An account receivable aging report is a record that shows the unpaid balance of the invoice along with its duration.
This report helps companies to identify open invoices and enables them to keep up with slow-paying customers.
What this article covers:
- What is an Accounts Receivable Aging Report?
- What is the Aging of Accounts Receivable Method?
- What is an Aging Schedule?
- How are Aging Schedules used?
- Benefits of Accounts Receivable Aging Report
What is an Accounts Receivable Aging Report?
Accounts receivable aging report is a periodic report that classifies the accounts receivable of a company according to the duration of an invoice outstanding.
The analysis is used to determine a company’s financial health. Suppose the accounts receivable aging shows that a company collects receivables much slower than usual. In that case, it represents a warning that the company may be slowing down or that in its sales practices, the company is taking more credit risk.
What is the Aging of Accounts Receivable Method?
In terms of accounting, aging accounts receivable means how to sort the receivables by the due date to estimate the company’s bad debt cost.
Accounts receivables arise when a business credits the customer with goods and services. For example, after 30 days of delivery, you may allow the customer to pay for goods. It is an asset to the company.

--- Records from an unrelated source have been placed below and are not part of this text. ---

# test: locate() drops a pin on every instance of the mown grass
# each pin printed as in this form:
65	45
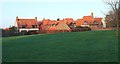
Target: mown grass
91	46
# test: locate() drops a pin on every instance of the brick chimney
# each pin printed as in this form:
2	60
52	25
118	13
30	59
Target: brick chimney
36	18
92	16
16	18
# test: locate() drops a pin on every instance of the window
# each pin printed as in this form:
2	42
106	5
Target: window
95	22
34	26
24	26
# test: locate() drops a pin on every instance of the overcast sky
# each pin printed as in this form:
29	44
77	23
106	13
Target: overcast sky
51	9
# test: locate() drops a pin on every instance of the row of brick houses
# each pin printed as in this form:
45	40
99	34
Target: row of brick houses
60	24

Companies regularly prepare accounts receivable aging reports to establish an average age of receivables and determine potential clients’ potential losses. They can collect these bills to transfer money to the bank account as early as possible.
The accounts receivable aging report lists the outstanding amount of each client. It is then sorted into columns such as Current, 1-30 days past due, 31-60 days past due, 61-90 days past due, 91-120 days past due, and 120+ days past due.
What is an Aging Schedule?
Generally, the longer the account balance is overdue, the more likely it will be uncollectible and will lead to a doubtful debt. Therefore, many firms create an aging schedule of accounts receivables to collect their account receivables and track the percentage of doubtful debts.
This schedule ranks each customer based on their total balance and outstanding balance and calculates an estimated percentage of uncollected accounts receivable and the total of bad debts. By keeping an aging schedule, firms can easily find out which customers are paying their bills in due time and which customers are less reliable, thus adjusting their credit policies. In the long-term, they can calculate the impact of past due to accounts receivables on the firm’s cash flows.
John is an accountant at a company that specializes in the sale of sports items. John wants to set up a schedule to analyze the pattern of collection for the firm’s account receivables and calculate the percentage of bad debts. The aging schedule that John creates is as follows:
The percentage of bad debts is calculated based on the percentages that John allocates to the balances. By allocating 5% on the outstanding balance, 10% in 1 to 30 days past due, 20% in 31 to 60 days past due, 40% in 61 to 90 days past due, and 60% in 90+ days past due, John finds out that the percentage of total debts is almost 11%.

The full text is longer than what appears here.